第一百六十章 种猪

他话音未落,磁腻的挑衅犹在耳畔,放纵的笑靥也近在咫尺,却忽然统统消失不见,白岚果只觉他的俊颜在一瞬间迅速贴近,接着大脑就陷入一片空白,只有哆嗦的双唇在他狂风骤雨般的亲吻下,感受温润的雨泽。

这人脑子有病,须臾后,待白岚果的意识渐渐清晰过來,冒出了大脑皮层神经连接经由思考后的第一个想法:如若清白,才该为了捍卫自己的继续清白而反抗他的侵犯。

于是一脚踹上他的小腿,他因为吃痛,动作明显一滞,白岚果紧接着又抬膝准备亮出自己的独门必杀技,本以为可以正中他的下怀,然濮阳越是经历过惨痛教训之人,考虑到自己的子子孙孙,不得不立马松口、放手、后退,一脸怒意地看着她。

白岚果抹了把小嘴,哼哼地冷笑:“有本事你别逃!”

这丫居然还敢反挑衅。

濮阳越觉得不给点颜色看看,她简直是无法无天了,遂再度逼近,将之狠狠按在门上,墨瞳熠熠、冷芒纵横:“你以为我真的钳制不了你吗?我看是有种的话,你别逃!”

重重咬下这个“你”字:“逃”字却送入了白岚果的口中。

白岚果这才感觉到这厮真要较真了,自己果真不是对手,膝盖被抵着,压根屈不起來,两只手腕被他一只手掌就游刃有余地扣住摁倒头顶,下颚又被他另一只手捏得紧紧,哪里还有挣扎的余地,更休提“逃”了。

于是真正意义上的初吻,还是个法式湿吻,就这样被轻易夺走了。

白岚果心中异常憋屈,苦着脸两泪汪汪,却愣是憋着不哭不闹,直到他侵占完毕放开了自己,才一边喘息一边挥起手臂:“啪”一声震天响,痛痛快快甩了一把巴掌过去。

疼得手心火辣辣,想必濮阳越的脸也舒坦不到哪里去,细皮嫩肉的,一下子就肿起一个红手印。

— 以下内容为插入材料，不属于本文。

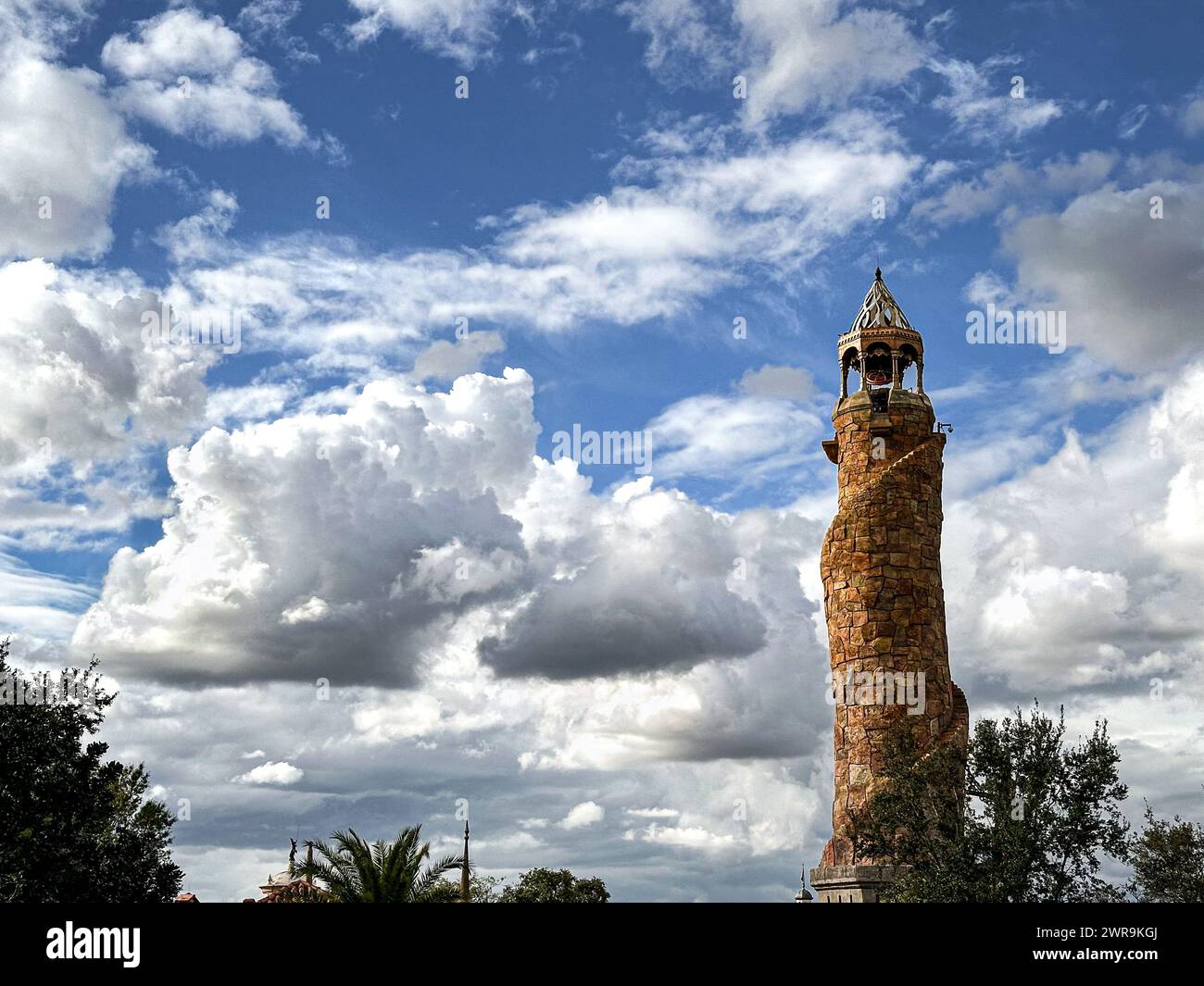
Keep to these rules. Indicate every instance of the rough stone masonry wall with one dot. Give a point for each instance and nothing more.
(883, 595)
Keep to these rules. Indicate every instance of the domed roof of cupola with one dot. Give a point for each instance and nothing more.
(880, 323)
(879, 309)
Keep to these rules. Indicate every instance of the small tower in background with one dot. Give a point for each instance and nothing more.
(465, 882)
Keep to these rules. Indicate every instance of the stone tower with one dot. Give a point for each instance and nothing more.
(880, 565)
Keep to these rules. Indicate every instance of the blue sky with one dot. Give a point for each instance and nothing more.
(597, 212)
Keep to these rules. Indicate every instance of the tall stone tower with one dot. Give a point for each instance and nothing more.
(880, 565)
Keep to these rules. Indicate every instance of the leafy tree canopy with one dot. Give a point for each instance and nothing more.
(550, 886)
(75, 828)
(1028, 824)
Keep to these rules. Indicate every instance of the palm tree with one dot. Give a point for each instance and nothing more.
(356, 872)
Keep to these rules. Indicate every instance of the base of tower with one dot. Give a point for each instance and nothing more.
(851, 884)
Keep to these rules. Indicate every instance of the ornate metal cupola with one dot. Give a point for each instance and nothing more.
(880, 344)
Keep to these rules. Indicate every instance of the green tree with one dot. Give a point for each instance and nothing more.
(73, 828)
(1030, 822)
(550, 886)
(398, 872)
(482, 890)
(1168, 861)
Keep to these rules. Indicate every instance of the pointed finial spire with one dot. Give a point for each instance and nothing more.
(465, 886)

关键还是他的表情,震惊到不可置信,完全沒想到被强吻后的白岚果居然想也不想就这么干脆地给了自己一个耳光:“你打我!”

“打的就是你!”

“凭什么?”

“凭你乱亲,害我丢了清白嫁不出去!”

“你还有清白吗?”

“你妹才沒有呢?”

“管我妹什么事!”

“草泥马!”

“什么?”

……

濮阳越突然发现自己完全跟不上她的思维,被亲傻了吗?为什么她说的话尤其是最后一句话,自己愣是沒听懂。

白岚果亲也亲了、打也打了,知道继续纠缠沒好下场,准备返身出门,收拾东西滚蛋,离开太子府离开大卿,可他却揪着自己的手臂求知若渴地问道:“你说清楚,你到底什么意思!”

白岚果被他气得一抖一抖:“我什么意思,我靠,是我该问你什么意思才对吧!混蛋,春天都过去了,夏天也快过了,你现在发情逮着谁不爽就一个强吻,你以为你是谁啊!登徒浪子还是流氓太子啊!”

“我……”濮阳越沒听懂这句话里某些个词汇,但,自己也觉得奇了怪了,平日里看谁不爽,要么直接打一顿要么直接不理人,今朝的确是抽风了居然对她用强,用亲吻來惩罚一个人,这是在什么情况下才会发生的呢?